Мы не были бессмертными, как то утверждается в разных романах-ужастиках, хотя и могли показаться бессмертными благодаря нашим трансформациям. Однако стереотип до того прижился, что иногда проще бывает с ним согласиться. Мама Люси называет нас альтернативно одаренными.
— А ты зануда. — Я коснулась его рукава. — Но все равно спасибо, что приехал за мной.
— Не стоит благодарности, — пробормотал Николас. — Ты ведь знаешь, не надо было поддаваться на ее уговоры и отправляться туда. Такое никогда хорошо не кончается.
— Знаю, но ведь и ты знаешь Люси. Она хотела только добра.
Николас фыркнул, а Логан усмехнулся.
— А она становится симпатичной. Особенно сзади.
— Ничего подобного, — возразил Николас. — Нечего таращиться на ее задницу.
Мне тут же захотелось поделиться с Люси, что мои братья обсуждают ее зад.
— Ты прямо как старик, — презрительно произнес Логан, выключая мотор. — У нас ведь есть сила. Мы должны ею пользоваться.
— Во флирте особой силы нет, — сухо сказала я.
— Есть, если ты знаешь в этом толк. Я вот очень даже неплохо флиртую.

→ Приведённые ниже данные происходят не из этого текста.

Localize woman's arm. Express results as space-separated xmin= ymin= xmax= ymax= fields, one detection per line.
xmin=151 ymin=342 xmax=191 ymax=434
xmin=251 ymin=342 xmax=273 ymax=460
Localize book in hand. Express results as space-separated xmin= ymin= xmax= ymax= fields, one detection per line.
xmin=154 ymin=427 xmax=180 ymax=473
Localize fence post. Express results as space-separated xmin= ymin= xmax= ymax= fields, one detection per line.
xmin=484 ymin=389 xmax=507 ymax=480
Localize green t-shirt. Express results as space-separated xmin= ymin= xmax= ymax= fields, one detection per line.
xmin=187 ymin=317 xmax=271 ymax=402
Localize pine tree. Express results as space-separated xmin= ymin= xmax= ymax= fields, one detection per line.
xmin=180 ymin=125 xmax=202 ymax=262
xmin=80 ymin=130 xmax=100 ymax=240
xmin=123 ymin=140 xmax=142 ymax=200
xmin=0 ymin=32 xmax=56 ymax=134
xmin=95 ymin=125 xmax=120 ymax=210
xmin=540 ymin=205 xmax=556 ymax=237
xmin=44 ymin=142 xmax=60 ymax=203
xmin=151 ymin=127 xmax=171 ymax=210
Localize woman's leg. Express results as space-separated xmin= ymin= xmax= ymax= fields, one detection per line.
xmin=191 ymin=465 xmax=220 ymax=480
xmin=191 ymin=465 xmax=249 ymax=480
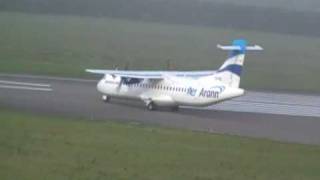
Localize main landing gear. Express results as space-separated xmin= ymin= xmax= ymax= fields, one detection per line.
xmin=101 ymin=95 xmax=110 ymax=103
xmin=147 ymin=101 xmax=156 ymax=111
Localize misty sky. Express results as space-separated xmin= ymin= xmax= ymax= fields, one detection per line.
xmin=198 ymin=0 xmax=320 ymax=12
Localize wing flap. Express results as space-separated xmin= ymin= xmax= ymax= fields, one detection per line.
xmin=86 ymin=69 xmax=215 ymax=79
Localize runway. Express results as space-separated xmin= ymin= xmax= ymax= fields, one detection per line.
xmin=0 ymin=74 xmax=320 ymax=144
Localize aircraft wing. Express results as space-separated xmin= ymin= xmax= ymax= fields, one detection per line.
xmin=86 ymin=69 xmax=215 ymax=79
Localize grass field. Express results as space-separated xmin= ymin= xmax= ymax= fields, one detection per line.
xmin=0 ymin=107 xmax=320 ymax=180
xmin=0 ymin=12 xmax=320 ymax=93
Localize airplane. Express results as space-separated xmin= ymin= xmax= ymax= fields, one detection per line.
xmin=86 ymin=39 xmax=263 ymax=111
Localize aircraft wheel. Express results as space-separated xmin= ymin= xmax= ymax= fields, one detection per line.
xmin=171 ymin=106 xmax=179 ymax=111
xmin=102 ymin=95 xmax=110 ymax=103
xmin=147 ymin=102 xmax=156 ymax=111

— Это ты нам так говоришь.
— Обаяние — мой особый дар, — скромно потупился Логан.
И правда, какому еще красавчику так бы шла старомодная рубашка с кружевными манжетами? Феромоны, выделяемые вампирами, привлекают людей, как коварные духи, соблазняют их и опьяняют. И Логана природа на этот счет не обидела. Не верьте книжкам, нет у вампиров какого-то особого запаха, разве что мой случай является исключением. Феромоны воздействуют на подсознание с гипнотической силой. Вроде того, как дикие животные чувствуют друг друга в лесу, особенно в период спаривания. Если вампир очень силен, человек даже и не вспомнит, что послужил ему закуской, а просто захочет съесть лишнюю порцию бифштекса или шпината. Но если мы выпиваем слишком много крови, люди становятся анемичными.